Jordan Peele can make anything and I will watch. Which is to say I’m predisposed to the guy like I am with Chris Nolan. Peele going extraterrestrial piqued my interest, but I couldn’t have imagined how cowboy he’d go with the concept. I like bite-sized trailers that don’t spoil anything, but I’m a sucker for cinematics. The final trailer gave us some gorgeous peeks at DP Hoyte van Hoytema’s panoramas (himself a Nolan collaborator), a taste of Michael Abels’ galloping score; throw in Michael Wincott’s gravelly voice (The Crow and Metro fans know his deep baritone by heart), and Nope registered as a summer event in my brain. It’d have been so easy to follow up Us’ trailer with another sinister remix of a hit single. I’m glad Peele went with the movies on this one.


This teaser played before Doctor Strange in the Multiverse of Madness and seeing it on the big screen was, dare I say, spiritual? You lose a sense of grandeur viewing anything on a phone, so seeing this preview in theaters made me realize how hyped I was for Avatar 2 after all. (Where once I was critical of James Cameron getting a billion-dollar budget for a franchise nobody asked for at the time, now I want Avatars 6 and 7 before Earth truly becomes uninhabitable.) The hand-wringing over Avatar’s “cultural impact” had not yet begun so this trailer felt pure and serene. Jaw-dropping visuals that made the Na’vi seem realer than ever before, and a profoundly muted score that knew what we knew deep down: we were ready to return to Pandora.

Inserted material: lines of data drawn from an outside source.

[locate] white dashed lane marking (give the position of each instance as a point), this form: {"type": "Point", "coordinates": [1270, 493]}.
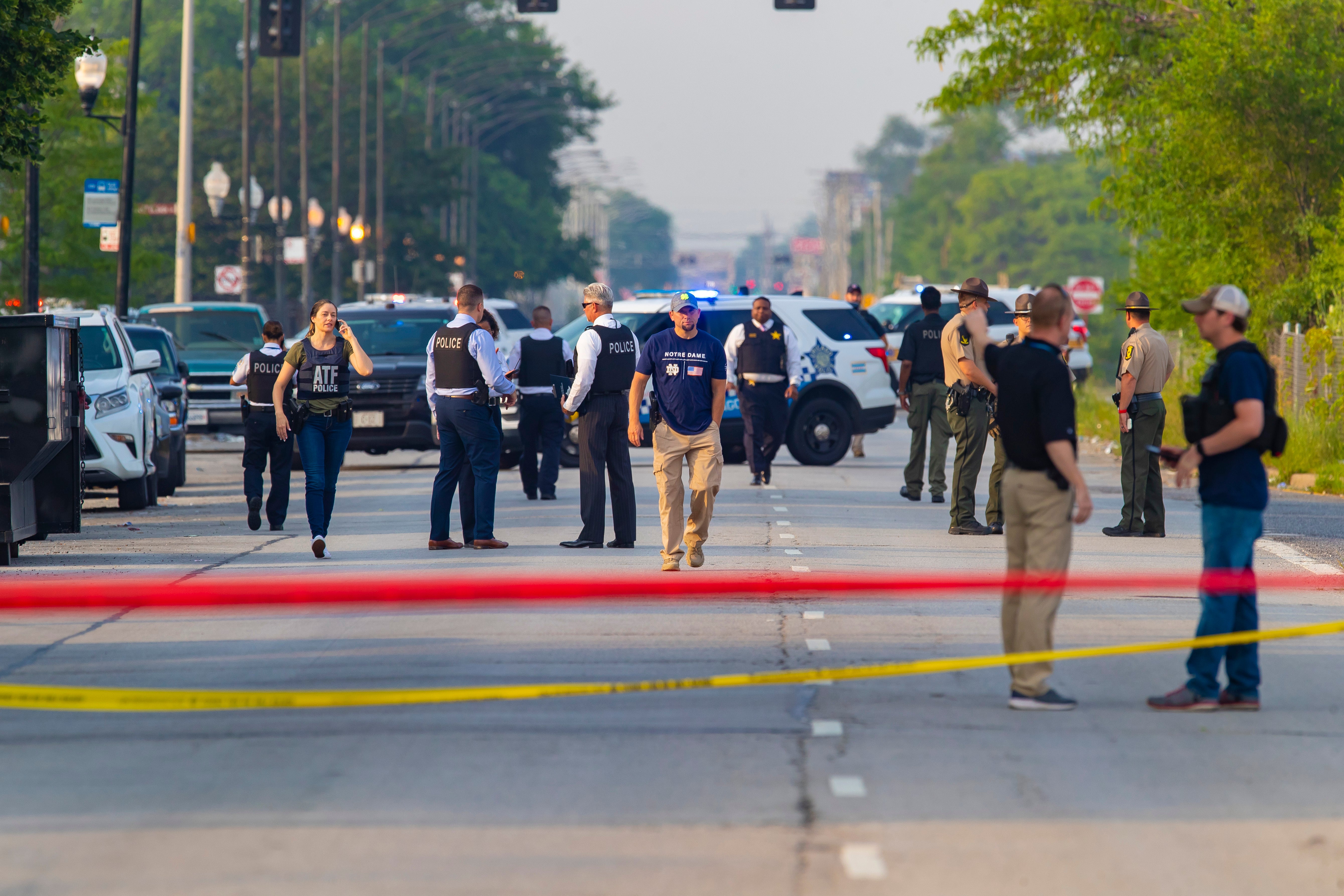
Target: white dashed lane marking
{"type": "Point", "coordinates": [863, 862]}
{"type": "Point", "coordinates": [847, 786]}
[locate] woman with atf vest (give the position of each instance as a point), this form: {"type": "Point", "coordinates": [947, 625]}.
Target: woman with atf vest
{"type": "Point", "coordinates": [325, 422]}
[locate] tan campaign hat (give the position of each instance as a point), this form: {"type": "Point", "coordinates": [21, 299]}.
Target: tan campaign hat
{"type": "Point", "coordinates": [1224, 297]}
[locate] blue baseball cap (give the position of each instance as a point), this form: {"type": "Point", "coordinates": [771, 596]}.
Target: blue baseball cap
{"type": "Point", "coordinates": [685, 300]}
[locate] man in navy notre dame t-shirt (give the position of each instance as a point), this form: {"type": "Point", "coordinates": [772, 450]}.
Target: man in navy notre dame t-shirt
{"type": "Point", "coordinates": [690, 374]}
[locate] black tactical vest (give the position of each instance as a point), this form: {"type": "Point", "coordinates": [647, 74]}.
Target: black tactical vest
{"type": "Point", "coordinates": [763, 351]}
{"type": "Point", "coordinates": [616, 363]}
{"type": "Point", "coordinates": [325, 374]}
{"type": "Point", "coordinates": [453, 363]}
{"type": "Point", "coordinates": [539, 359]}
{"type": "Point", "coordinates": [263, 373]}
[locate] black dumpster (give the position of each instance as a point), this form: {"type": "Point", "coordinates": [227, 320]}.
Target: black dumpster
{"type": "Point", "coordinates": [41, 429]}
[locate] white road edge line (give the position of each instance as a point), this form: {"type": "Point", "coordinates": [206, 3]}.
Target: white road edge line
{"type": "Point", "coordinates": [847, 786]}
{"type": "Point", "coordinates": [863, 862]}
{"type": "Point", "coordinates": [1294, 555]}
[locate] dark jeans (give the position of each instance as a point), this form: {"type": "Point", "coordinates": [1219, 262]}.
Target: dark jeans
{"type": "Point", "coordinates": [541, 425]}
{"type": "Point", "coordinates": [605, 448]}
{"type": "Point", "coordinates": [260, 443]}
{"type": "Point", "coordinates": [322, 447]}
{"type": "Point", "coordinates": [1229, 545]}
{"type": "Point", "coordinates": [765, 413]}
{"type": "Point", "coordinates": [468, 463]}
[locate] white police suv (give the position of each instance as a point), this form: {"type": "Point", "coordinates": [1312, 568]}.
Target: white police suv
{"type": "Point", "coordinates": [846, 383]}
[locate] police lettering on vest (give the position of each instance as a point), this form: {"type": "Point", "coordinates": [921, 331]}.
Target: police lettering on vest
{"type": "Point", "coordinates": [616, 362]}
{"type": "Point", "coordinates": [453, 363]}
{"type": "Point", "coordinates": [263, 373]}
{"type": "Point", "coordinates": [539, 359]}
{"type": "Point", "coordinates": [763, 351]}
{"type": "Point", "coordinates": [325, 374]}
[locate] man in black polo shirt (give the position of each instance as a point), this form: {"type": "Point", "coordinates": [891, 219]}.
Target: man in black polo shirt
{"type": "Point", "coordinates": [1041, 487]}
{"type": "Point", "coordinates": [924, 395]}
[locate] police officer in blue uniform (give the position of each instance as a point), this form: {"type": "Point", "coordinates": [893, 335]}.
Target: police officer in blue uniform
{"type": "Point", "coordinates": [260, 370]}
{"type": "Point", "coordinates": [461, 369]}
{"type": "Point", "coordinates": [767, 365]}
{"type": "Point", "coordinates": [541, 422]}
{"type": "Point", "coordinates": [604, 357]}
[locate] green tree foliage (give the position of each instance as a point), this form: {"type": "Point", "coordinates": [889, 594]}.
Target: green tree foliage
{"type": "Point", "coordinates": [36, 57]}
{"type": "Point", "coordinates": [642, 244]}
{"type": "Point", "coordinates": [1224, 124]}
{"type": "Point", "coordinates": [975, 211]}
{"type": "Point", "coordinates": [529, 100]}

Phase Four left me so jaded on the MCU that I forgot Black Panther 2 was coming out in 2022. In turn, I had forgotten how good Ryan Coogler is at his job. As Fugees’ “No Woman, No Cry” bled into Kendrick Lamar’s “Alright,” I was brought back instantly. Wakanda Forever’s initial trailer does right by Chadwick Boseman’s memory while teasing the emerging ensemble that will carry the torch forward. It’s hard making a sequel to one of the best superhero movies ever made, even harder to honor the passing of a titan. If there was any doubt, this trailer gave all the confidence that this sprawling comic book enterprise can find its way back again.

2. M3GAN

She served, she slayed, she TikTok danced her way into our hearts. This trailer came out of nowhere and took over social media by storm. M3GAN truly became sentient in that regard. (Allison Williams unleashing a Yassified Terminator because she can’t take care of her plants? Incredible.) Akela Cooper and James Wan gave me my favorite movie of last year so they can do no wrong in my mind. The sheer audacity of this premise gave me hope that such a void would finally be filled come January. Though 2022 had plenty of Malignant successors, Akela Cooper came through with a true heir to the throne. M3GAN 👏 IS 👏 THE MOMENT 👏


That’s right, the best trailer I saw all year played before freakin’ Top Gun: Maverick. Let’s just get this outta the way: this is a terribly edited preview. Not all of the cuts are seamless to the brash music cues, and these images one after the other don’t make visual sense. Horseback here, submarine explosion there, cars crashing everywhere, etc. It’s because this isn’t a trailer, it’s a showreel – something a producer and director will put together to prove to the studio that their investment is worthwhile (and perhaps angling for more budget dollars).

Maybe Tom Cruise and Christopher McQuarrie were in hot water globe-trotting and charging Paramount Pictures for all their worth in making this massive two-parter. Or Paramount leaked this rough preview to soften the PR blow of this Hollywood Reporter article. Whatever the case, they got me. This Dead Reckoning preview fucking PULVERIZED my ear holes and eye sockets. It’s an epic poem in trailer form. I have no idea what the plot is and I do not care. Cruise and McQuarrie have fine-tuned the formula for modern action filmmaking and it’s Tom Cruise x Acceleration = CINEMA. If this is his final bow for the franchise, then they’re going out on a high-speed chariot of glory.